Soltes explained his work at last year’s Deloitte Swiss Investigation Forum in Zurich. He aims to design tailor-made compliance programs for risk areas, along with fine-tuning existing schemes.

The first step is to gather data that many organisations already have, but typically do not aggregate to understand culture. Ideally, this involves gathering information about past allegations of misconduct, along with additional HR and performance data, and internal survey findings about job satisfaction. Based on this information, and aided by sophisticated machine learning technology, Soltes has created models highlighting potential danger points. Notably, such analytics have the potential to allow firms to peer into the future of what misconduct is likely to arise and where, not simply what has already happened.

“Organisations habitually focus on the past. We aim to look to the future; to try to make compliance more predictive by analysing where and how things might go wrong.”

As an example, his research has demonstrated that the chances of an employee compliance violation are six-and-a-half times greater when the employee’s manager has had a personal misconduct issue. Similarly, past allegations can predict future misconduct. ‘Bad Penny’ whose records contain a substantiated or unsubstantiated misconduct allegation are significantly more likely to behave badly again.

Soltes has built analytic ‘dashboards’, which identifies different risks by area, their possible causes, and potentially vulnerable groups or ‘pockets’ of employees. Based on these findings, companies can better identify where there are emerging risks.

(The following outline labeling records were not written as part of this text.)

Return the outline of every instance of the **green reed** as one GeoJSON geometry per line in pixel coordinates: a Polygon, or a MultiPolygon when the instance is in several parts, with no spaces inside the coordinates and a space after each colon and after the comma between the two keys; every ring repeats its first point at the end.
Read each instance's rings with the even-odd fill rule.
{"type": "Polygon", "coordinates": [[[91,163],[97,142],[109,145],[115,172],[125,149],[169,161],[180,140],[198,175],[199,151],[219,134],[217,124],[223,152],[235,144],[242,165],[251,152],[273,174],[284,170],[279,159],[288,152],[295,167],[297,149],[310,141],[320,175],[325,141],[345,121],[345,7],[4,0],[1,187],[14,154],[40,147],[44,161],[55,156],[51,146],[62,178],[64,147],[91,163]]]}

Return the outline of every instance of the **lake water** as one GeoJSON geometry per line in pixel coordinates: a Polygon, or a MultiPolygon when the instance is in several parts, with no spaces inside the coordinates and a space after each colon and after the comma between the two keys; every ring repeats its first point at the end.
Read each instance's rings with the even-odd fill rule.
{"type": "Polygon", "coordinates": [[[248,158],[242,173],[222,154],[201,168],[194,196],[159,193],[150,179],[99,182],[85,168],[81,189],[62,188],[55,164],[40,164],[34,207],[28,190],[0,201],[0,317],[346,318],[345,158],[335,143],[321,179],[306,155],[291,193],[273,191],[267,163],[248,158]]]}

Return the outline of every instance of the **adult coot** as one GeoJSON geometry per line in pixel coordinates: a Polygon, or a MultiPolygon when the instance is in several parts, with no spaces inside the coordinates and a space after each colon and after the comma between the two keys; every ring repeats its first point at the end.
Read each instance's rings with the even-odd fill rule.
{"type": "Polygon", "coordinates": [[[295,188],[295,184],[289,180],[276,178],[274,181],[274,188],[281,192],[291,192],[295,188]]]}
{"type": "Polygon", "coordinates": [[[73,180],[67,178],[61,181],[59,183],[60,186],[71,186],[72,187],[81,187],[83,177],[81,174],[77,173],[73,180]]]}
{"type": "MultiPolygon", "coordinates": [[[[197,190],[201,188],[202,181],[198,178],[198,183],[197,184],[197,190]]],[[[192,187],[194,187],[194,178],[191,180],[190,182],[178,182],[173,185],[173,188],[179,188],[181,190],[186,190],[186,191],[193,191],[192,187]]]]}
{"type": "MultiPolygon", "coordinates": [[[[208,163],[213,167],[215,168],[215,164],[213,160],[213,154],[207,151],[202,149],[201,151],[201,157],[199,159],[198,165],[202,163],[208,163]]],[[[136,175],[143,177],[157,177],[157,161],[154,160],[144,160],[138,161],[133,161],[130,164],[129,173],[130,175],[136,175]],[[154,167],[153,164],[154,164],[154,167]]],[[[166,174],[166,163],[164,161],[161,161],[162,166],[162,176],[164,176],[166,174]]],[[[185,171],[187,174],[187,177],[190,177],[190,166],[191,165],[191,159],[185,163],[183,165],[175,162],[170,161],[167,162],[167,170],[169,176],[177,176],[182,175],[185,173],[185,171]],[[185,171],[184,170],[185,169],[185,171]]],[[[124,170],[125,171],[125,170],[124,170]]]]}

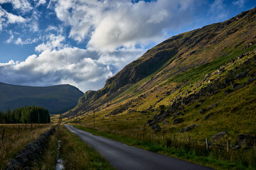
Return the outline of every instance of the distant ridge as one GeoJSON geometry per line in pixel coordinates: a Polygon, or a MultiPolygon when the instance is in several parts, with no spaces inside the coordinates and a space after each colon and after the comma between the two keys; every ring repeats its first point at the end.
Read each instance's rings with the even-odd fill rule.
{"type": "Polygon", "coordinates": [[[0,111],[38,105],[51,114],[60,114],[76,105],[78,98],[83,95],[69,84],[33,87],[0,82],[0,111]]]}

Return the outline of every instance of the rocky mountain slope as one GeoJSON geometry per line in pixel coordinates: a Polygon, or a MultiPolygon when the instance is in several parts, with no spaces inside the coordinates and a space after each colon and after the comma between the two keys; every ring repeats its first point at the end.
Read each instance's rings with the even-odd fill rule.
{"type": "Polygon", "coordinates": [[[63,117],[90,125],[95,108],[98,125],[116,130],[256,135],[255,61],[256,8],[161,43],[63,117]]]}
{"type": "Polygon", "coordinates": [[[66,112],[76,106],[83,93],[68,85],[31,87],[0,82],[0,111],[6,111],[26,105],[38,105],[50,113],[66,112]]]}

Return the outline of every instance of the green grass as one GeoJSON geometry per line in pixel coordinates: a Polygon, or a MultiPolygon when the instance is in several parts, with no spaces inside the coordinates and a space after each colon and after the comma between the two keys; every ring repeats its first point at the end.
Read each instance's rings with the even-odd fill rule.
{"type": "Polygon", "coordinates": [[[130,146],[186,160],[217,169],[253,169],[256,168],[256,162],[253,162],[256,157],[253,151],[248,153],[232,151],[227,153],[225,150],[217,149],[207,151],[204,145],[189,146],[188,143],[177,140],[172,141],[170,139],[165,139],[164,142],[156,139],[150,141],[147,139],[138,139],[120,134],[97,131],[81,125],[75,125],[74,126],[93,135],[103,136],[130,146]],[[242,155],[244,157],[240,158],[242,155]]]}

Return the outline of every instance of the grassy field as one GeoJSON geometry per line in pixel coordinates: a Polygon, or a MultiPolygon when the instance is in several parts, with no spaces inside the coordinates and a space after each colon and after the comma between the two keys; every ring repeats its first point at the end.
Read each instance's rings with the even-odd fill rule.
{"type": "Polygon", "coordinates": [[[25,146],[40,137],[53,126],[53,124],[26,125],[20,124],[20,131],[18,134],[18,124],[0,124],[1,137],[2,139],[3,130],[4,128],[4,140],[0,148],[0,169],[5,168],[9,161],[15,157],[15,155],[22,150],[25,146]]]}
{"type": "Polygon", "coordinates": [[[56,128],[48,148],[35,169],[54,169],[57,162],[58,141],[60,141],[60,156],[66,169],[115,169],[97,151],[85,144],[63,125],[56,128]]]}
{"type": "Polygon", "coordinates": [[[150,134],[145,134],[144,137],[136,134],[124,134],[121,132],[106,132],[86,127],[79,124],[74,125],[81,129],[111,139],[168,156],[186,160],[216,169],[255,169],[256,148],[246,151],[230,150],[228,153],[221,146],[206,149],[205,145],[199,141],[194,141],[175,137],[164,137],[154,134],[151,139],[150,134]]]}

But identifying these groups is only half the work. The next stage is to devise compliance initiatives to more impactfully influence employee conduct and monitor the success of such efforts. That’s where Soltes is now with his research. “You shouldn’t get credit for an effective compliance programs unless you can really see and measure the changes in behaviour.”

Tools like policies, training, and monitoring are a nature place to start. However, the trick is to identify the right mix for each group of individuals in order to obtain the appropriately results. “After one does the analysis, it becomes very clear some groups need far more compliance and integrity attention, while others need relatively less.”

Already the research demonstrates that certain novel and appropriately tailored approaches can change people’s conduct significantly – to the extent of localised differentiation producing different results. “That’s a long way from the one-size-fits-all box-ticking of group-wide compliance training schemes”, stresses Soltes.

Deloitte's own experience in assisting corporates to protect themselves against economic crime supports Soltes’ hypothesis. In spite of ever-larger and more costly corporate compliance programs being put in place, compliance shortfalls continue to occur. Finding the balance between spiraling costs and securing actual benefits continues to be elusive, and more targeted, data driven approaches certainly seem able to deliver much better results and protection. ‘Tick-the-box’ procedures are certainly not the answer for effective compliance programs. Meaningful fraud risk assessment and mitigation needs to focus on why people do what they do, and to try to understand risk exposures on a targeted individual level, harnessing all of the power that 'big data' can bring.